Here is some of her most invaluable shared wisdom.  

On Timing

Timing plays a key role in publishing, but Khan cautions authors from interpreting that as age-related. She encourages aspiring authors to stay focused and keep dreaming, regardless of their age.

“I have so much respect for writers who are doing amazing work in their early twenties,” Khan writes on her blog. “I wish I had been that focused and driven and talented when I was that age. But, honestly, I wasn’t. I was a late bloomer, in education, career and just generally having my s**t together. But I still had big dreams. One of them was writing. But other ones like motherhood & starting my own business took precedence at the time. I’ve spent many nights over the past two decades agonizing over whether I would ever have an opportunity to fulfill my writing dreams. Looking back at my younger self I wish I could tell her not to worry, because dreams have a way of coming true when it’s their time, as long as you don’t give up along the way. Sometimes that happens and that’s okay too. We all change as we get older and our dreams can change too. Some of mine certainly did and in the end, I realized that those dreams were not right for me after all.”

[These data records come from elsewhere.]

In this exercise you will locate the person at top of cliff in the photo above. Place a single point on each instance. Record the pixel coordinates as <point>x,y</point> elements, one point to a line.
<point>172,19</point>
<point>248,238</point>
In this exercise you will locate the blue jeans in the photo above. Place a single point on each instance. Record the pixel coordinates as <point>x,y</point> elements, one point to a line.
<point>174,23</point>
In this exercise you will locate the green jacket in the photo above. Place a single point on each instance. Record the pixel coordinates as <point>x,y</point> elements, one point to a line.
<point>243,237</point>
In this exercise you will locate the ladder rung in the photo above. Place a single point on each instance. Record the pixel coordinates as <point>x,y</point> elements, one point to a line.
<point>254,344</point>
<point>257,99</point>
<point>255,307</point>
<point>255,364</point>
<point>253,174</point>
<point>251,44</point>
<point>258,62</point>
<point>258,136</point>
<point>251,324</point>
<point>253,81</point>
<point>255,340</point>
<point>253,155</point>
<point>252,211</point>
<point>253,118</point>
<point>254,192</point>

“So, if you’re a writer dealing with life’s realities and now is just not the right time to focus on your dreams, just hold on to them really tight and remember that’s it’s never too late to tell your stories. We’ll be here waiting.”

On Rejection

“It’s so easy to despair and get caught up in everyone else’s success and even be a little envious and wonder when it will happen for us,” she writes from experience on her blog. “And it’s perfectly okay to allow ourselves a small pity party, because we’ve worked hard at this and it’s not fair that it’s taking so long. But then we have to shake it off and get back on it. And doing that can be really hard. Because as much as anyone will tell you that rejections aren’t meant to be personal, they really are. And they hurt. A lot. But if we can turn that hurt into drive then we haven’t lost.”

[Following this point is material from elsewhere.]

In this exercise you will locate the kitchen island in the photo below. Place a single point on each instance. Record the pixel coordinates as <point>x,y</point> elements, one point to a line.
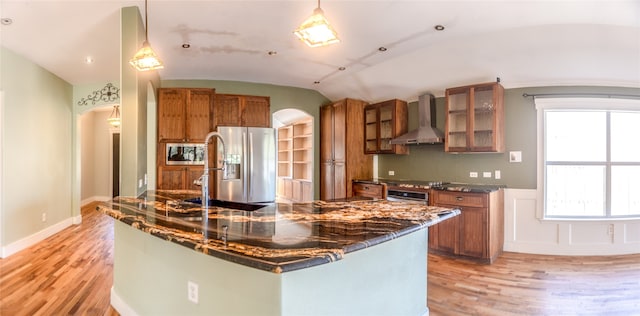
<point>354,257</point>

“I urge you: please don’t give up. Because if you do the world may miss out on something truly wonderful. And that would be the real loss.”

On Revisions

Here she shares encouragement for writers going through the dreaded revision process:

“My agent is highly editorial and very hands-on which is exactly what I wanted and needed. I can’t stress enough how important it is to have clear communication, especially during your initial conversations. It is so important to be on the same page as far as what you both expect from this relationship, because hopefully it will be a long-term one.”

“You may not agree with everything your agent says,” she warns. “And this is perfectly okay. It is your book after all and no one knows your story and your characters as well as you do. But an agent offers a different perspective, an experienced set of eyes which is something really invaluable.

“Don’t rush the process. I admit that I’m definitely guilty of this. I am a very impatient person, so it took a lot of discipline for me to hold back and not rush through any revisions.”

This excerpt was originally published on Sabina Khan’s blog. Read her full post here.

On Inspiration

In an interview with the BBC about her latest novel, she discusses the dangers that LGBT youth face across different cultures and religions today, and shares her inspiration for the book.

At the time her 17-year-old daughter came out to her and her husband in 2016, there was also a brutal murder of an LGBT activist in Bangladesh.

“So, these two things kind of came together for me in a story that I wanted to write about a young girl from a Muslim immigrant family. She has a big secret, she’s in love with a girl, and she can’t come out her parents who are quite conservative and unfortunately, she does get caught kissing her girlfriend by her mother, and they whisk her away to Bangladesh to try and get her married off as soon as possible before any hint of a scandal can get out and ruin their reputation. So, the story is about her trying to claw her way back to her life and doesn’t have to lose everyone she loves in the process.”